クロフネ
「黒船」というと、今で言う横須賀にペリー提督が乗りつけた、あのいかつい船でしょう。
「あのいかつい」と、思わず言ってしまいましたが、見たことがなくてもそのくらい威圧感に溢れる船だったという想像はたやすくできます。
そして、競走馬にも「クロフネ」という馬がいました。
その名前からは、「黒船」よろしくいかにも真黒でいかつい馬体の馬という印象を受けがちですが、その馬体は正反対の真白。
そう、芦毛のクロフネは真白な名馬でした。
ただ、この馬はアメリカ産馬であり、その意味ではまさに「2011 G1 有馬記念予想捲土重来」という印象はあながち間違いではありません。
クロフネは第2回のジャパンカップダートを圧倒的な強さで勝ちましたが、この馬、実は芝でもNHKマイルカップを制しているということで、まさにオールマイティーな活躍を見せた名馬です。
しかし、やはりなんと言ってもダートでのその呆れるほどのポテンシャルには、多くの競馬ファンが虜にさせられたというべきでしょう。
天皇賞・秋を、かなり期待されながらも除外になり、芝でこれだけ走るクロフネをなぜダートに?という疑問符一杯で、ダートのGIII戦である武蔵野ステークスに向かわせ、そしてあのとんでもない圧勝劇を残すのです。
これは未だに伝説となって、おそらく今後永遠に語り継がれることでしょう。
簡単に言ってしまえば、芝のバリバリのオープン馬に混じって、クロフネだけがダートを走っても好勝負であったというくらいの、本当に筆舌に尽くしがたいパフォーマンスでした。
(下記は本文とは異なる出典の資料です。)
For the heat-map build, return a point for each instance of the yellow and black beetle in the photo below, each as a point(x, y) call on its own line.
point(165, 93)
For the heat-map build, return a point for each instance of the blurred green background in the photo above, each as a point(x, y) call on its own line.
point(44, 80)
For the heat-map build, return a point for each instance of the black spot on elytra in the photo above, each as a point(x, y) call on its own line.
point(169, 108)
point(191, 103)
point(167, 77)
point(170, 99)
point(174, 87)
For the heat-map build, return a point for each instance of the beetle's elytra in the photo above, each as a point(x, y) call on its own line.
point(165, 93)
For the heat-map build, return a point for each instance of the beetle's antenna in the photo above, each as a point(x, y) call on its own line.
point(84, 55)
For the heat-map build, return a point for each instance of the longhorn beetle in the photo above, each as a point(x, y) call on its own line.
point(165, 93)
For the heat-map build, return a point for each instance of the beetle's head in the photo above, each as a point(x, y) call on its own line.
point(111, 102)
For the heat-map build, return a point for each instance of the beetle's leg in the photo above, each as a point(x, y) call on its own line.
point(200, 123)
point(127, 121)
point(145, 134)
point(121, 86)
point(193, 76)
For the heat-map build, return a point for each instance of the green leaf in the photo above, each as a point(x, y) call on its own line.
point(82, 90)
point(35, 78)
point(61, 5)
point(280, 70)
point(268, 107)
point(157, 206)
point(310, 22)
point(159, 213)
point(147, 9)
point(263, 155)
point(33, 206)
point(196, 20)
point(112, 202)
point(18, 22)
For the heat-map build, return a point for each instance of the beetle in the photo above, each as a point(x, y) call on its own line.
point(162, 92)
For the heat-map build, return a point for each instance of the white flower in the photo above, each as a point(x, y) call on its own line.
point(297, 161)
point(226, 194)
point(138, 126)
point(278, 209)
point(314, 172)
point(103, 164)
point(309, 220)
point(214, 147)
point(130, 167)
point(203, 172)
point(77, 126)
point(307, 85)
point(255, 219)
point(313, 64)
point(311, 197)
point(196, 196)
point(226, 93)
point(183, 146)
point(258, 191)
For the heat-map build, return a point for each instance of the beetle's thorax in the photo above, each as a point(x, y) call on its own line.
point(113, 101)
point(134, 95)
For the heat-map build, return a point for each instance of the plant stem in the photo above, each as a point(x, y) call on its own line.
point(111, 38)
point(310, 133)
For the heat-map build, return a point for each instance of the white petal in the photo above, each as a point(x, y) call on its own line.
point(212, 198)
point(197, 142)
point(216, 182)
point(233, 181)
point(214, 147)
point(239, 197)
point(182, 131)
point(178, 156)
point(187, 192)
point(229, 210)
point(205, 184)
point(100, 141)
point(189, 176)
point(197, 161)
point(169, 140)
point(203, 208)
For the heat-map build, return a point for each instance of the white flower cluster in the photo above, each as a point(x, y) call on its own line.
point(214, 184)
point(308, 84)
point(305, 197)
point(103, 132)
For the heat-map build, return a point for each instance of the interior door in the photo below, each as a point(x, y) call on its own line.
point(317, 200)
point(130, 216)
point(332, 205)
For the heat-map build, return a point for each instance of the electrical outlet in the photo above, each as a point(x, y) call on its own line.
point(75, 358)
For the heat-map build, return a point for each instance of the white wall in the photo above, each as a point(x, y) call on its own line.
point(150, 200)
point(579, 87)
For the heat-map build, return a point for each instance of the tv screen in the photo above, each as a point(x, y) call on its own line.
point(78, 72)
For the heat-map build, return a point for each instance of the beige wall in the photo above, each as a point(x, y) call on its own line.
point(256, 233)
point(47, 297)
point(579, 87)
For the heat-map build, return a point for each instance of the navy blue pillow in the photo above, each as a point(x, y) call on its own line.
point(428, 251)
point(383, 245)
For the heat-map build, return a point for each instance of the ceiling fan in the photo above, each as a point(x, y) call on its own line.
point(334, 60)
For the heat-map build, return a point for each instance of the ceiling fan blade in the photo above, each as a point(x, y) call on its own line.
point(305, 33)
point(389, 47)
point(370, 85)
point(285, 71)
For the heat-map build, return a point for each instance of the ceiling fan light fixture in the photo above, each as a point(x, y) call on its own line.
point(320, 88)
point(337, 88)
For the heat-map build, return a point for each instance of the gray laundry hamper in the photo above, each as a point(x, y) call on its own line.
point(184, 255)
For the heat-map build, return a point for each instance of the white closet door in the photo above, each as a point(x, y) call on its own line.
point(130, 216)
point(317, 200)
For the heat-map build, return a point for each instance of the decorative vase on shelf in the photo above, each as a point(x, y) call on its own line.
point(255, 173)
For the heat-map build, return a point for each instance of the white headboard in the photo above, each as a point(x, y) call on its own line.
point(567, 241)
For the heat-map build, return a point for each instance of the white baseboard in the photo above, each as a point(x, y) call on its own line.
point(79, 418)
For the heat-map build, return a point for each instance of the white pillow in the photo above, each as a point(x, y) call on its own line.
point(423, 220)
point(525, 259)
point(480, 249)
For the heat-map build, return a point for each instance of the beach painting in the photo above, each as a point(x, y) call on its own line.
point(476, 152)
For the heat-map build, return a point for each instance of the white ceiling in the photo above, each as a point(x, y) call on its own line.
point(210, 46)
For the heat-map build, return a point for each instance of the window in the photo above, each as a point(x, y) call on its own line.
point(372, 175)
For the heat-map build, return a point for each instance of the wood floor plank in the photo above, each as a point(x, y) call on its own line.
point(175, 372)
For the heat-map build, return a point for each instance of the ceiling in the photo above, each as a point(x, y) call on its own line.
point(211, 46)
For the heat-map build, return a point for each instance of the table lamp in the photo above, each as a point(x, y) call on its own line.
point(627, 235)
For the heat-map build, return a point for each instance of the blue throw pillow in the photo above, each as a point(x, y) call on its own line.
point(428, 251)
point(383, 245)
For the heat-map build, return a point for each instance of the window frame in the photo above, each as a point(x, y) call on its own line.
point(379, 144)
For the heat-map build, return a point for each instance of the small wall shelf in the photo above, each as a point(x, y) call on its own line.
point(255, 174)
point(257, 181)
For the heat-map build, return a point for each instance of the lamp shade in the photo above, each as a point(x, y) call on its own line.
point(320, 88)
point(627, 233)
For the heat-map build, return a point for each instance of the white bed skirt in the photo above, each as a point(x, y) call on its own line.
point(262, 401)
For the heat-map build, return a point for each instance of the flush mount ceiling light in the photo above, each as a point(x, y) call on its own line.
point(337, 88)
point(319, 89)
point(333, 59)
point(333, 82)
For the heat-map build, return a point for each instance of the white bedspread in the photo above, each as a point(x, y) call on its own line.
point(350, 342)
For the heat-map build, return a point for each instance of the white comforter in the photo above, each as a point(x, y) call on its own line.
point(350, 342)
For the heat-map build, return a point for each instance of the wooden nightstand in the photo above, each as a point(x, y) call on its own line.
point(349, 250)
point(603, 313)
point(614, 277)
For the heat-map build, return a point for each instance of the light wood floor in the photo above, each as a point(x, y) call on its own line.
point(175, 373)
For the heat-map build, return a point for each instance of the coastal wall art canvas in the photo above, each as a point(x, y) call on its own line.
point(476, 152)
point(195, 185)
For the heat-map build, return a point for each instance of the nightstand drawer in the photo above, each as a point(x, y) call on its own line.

その後、もちろん芝のジャパンカップではなく、ジャパンカップダートに駒を進めたことは言うまでもありません。
そのジャパンカップダートでは、今までフェブラリーステークス裏情報見たことのない光景が目の前に広がっていました。
というのも、皆が脚をためにためる府中のシンボル・大欅の向こうを過ぎたところから一気のスパートに出たのです。
こんなところでスパートされては、残りのメンバーはたまったものではありません。
ハッキリ言って、「クロフネ」という名の怪物と走らなければならなかった不幸を嘆く以外にありませんでした。
もちろん圧勝。
しかし、この激走の反動は大きく、残念ながらこのレースを最後に競走生涯に幕を下ろすクロフネでした。